If the initial decision making process fails, under the 1997 A201, the parties were then required to attempt to mediate the dispute before proceeding to arbitration, which was the default method of binding dispute resolution. Although the parties still are required to submit to mediation before turning to either arbitration or litigation, the 2007 version of A101 (not the A201) allows the owner and contractor to select either mandatory arbitration or litigation as the method of binding dispute resolution. If neither option is selected when the contract is drafted, the default method of dispute resolution is now litigation.


The most significant change to the insurance language of the A201 is that the contractor is now required to name the owner and the architect as additional insureds on contractor’s liability policies. Additionally, the contractor is now required to obtain completed operations coverage, which must also name the owner as an additional insured.

The Project Management Liability Insurance requirement in the 1997 A201 was removed in the 2007 version. According to the AIA, feedback received during the revision process indicated that this requirement was rarely used by owners and contractors.

Financial Requirements

The 2007 A201 places restrictions on a contractor’s right to demand financial information from the owner after the work on the project commences. In the 1997 version, the contractor was permitted at any time during the project to request that the owner provide evidence of sufficient financing for the project. Under the 2007 A201, the contractor still may request such information before the work commences. After the work commences, however, the contractor may only request such information if the owner fails to make payment, if there is a material change in the work or if the contractor identifies, in writing, a reasonable concern regarding the owner’s ability to make payment in a timely manner.

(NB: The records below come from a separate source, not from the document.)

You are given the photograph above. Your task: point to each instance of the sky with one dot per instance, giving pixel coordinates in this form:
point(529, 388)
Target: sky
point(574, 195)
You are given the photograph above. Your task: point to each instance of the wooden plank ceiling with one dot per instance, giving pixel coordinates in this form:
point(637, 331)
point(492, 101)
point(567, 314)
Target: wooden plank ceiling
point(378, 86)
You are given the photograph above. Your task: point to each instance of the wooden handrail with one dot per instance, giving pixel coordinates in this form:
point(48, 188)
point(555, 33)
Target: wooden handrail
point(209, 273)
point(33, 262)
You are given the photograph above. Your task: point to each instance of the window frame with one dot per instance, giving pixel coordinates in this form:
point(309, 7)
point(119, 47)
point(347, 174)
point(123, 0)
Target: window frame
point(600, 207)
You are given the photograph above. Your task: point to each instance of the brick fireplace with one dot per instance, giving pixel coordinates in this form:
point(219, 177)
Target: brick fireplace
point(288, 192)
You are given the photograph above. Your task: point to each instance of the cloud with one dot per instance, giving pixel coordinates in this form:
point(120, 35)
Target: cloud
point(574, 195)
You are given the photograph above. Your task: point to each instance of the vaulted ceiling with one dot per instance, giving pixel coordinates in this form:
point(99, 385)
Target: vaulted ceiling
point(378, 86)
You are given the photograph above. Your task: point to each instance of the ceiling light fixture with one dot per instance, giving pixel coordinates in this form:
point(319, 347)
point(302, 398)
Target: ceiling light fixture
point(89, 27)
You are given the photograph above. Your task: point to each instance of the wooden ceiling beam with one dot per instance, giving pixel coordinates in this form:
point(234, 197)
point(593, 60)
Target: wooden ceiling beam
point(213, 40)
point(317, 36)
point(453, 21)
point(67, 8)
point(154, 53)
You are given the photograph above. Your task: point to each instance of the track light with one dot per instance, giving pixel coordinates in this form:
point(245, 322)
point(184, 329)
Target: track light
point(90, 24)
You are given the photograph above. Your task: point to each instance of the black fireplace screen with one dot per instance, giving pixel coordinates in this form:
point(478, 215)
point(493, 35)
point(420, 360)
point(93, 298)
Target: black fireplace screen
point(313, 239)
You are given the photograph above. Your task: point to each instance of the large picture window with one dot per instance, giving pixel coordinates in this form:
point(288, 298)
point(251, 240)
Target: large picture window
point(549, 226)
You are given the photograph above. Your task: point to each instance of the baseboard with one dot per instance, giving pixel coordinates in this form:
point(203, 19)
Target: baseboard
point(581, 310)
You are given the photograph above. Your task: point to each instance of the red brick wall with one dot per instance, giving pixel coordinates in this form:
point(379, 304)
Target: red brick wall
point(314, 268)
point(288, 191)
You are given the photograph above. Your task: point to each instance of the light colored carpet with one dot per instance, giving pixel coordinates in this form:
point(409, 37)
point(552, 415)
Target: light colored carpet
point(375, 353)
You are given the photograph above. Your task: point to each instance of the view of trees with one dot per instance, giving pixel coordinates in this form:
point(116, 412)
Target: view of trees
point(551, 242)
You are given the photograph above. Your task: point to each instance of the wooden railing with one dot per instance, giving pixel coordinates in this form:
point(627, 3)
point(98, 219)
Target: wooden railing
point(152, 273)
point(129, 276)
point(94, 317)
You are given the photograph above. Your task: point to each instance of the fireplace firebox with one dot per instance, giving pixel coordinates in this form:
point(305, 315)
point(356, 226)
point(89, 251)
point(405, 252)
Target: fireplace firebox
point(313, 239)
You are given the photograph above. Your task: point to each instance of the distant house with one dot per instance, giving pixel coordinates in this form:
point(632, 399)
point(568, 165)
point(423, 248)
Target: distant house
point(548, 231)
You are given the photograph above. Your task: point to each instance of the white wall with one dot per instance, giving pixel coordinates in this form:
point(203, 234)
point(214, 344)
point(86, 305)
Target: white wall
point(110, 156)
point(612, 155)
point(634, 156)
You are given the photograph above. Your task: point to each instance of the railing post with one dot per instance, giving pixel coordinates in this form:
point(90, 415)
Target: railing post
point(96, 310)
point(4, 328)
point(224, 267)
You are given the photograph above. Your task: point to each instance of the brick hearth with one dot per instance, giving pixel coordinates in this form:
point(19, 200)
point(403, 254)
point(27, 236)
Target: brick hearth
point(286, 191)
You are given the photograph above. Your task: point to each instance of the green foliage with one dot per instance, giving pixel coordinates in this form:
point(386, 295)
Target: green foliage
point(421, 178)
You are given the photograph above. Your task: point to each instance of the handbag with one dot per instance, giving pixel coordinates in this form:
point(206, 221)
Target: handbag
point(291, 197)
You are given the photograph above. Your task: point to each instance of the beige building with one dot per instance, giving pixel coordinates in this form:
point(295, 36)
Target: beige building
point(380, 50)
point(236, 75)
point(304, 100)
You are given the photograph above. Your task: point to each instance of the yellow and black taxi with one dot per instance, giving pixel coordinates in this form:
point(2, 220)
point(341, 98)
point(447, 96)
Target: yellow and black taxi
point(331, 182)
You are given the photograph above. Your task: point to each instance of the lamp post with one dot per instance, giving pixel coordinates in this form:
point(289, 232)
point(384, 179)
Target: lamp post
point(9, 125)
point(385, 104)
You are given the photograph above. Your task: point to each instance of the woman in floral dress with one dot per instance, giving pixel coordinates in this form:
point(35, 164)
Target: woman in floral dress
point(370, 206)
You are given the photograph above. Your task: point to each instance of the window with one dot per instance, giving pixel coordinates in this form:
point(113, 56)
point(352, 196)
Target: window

The 2007 A201 also contains more stringent requirements regarding payment to subcontractors and suppliers. The contractor is now required to issue payment to its subcontractors and suppliers within seven days of receipt of payment from the owner. Similarly, the owner now has the right to demand that the contractor provide the owner with satisfactory evidence that it has paid its subcontractors and suppliers. If the contractor fails to provide such evidence, the owner may contact such subcontractors and suppliers directly and has the ability to issue checks made jointly payable to the contractor and the subcontractors and suppliers.

Consolidation and Joinder

The AIA documents have historically prohibited joining arbitration claims by the owner against the architect with claims against the contractor. Owners do not like that arrangement since it prevents an owner from getting its builder and designer into the same arbitration, unless they both consent. The result can be multiple, costly arbitrations and inconsistent outcomes. Owners and their lawyers routinely change that clause. In 2007, this was deleted and the owner can now join builders and designers in one arbitration.

Time Limits on Claims

In Section 13.7 of the 1997 edition of A201, the concept of an internal statute of limitations was introduced. This clause dictated when statute of limitations would begin to run. The result was that some claims were barred before they ever even occurred. The clause was often deleted, especially by owners who argued the clause is unfair, and the parties should stick with State law. The new A201 deletes former Section 13.7 and revises it to state that the applicable State law governs. AIA’s new clause says that the time limit for commencing claims is determined by State law, but in any case not more than 10 years after Substantial Completion.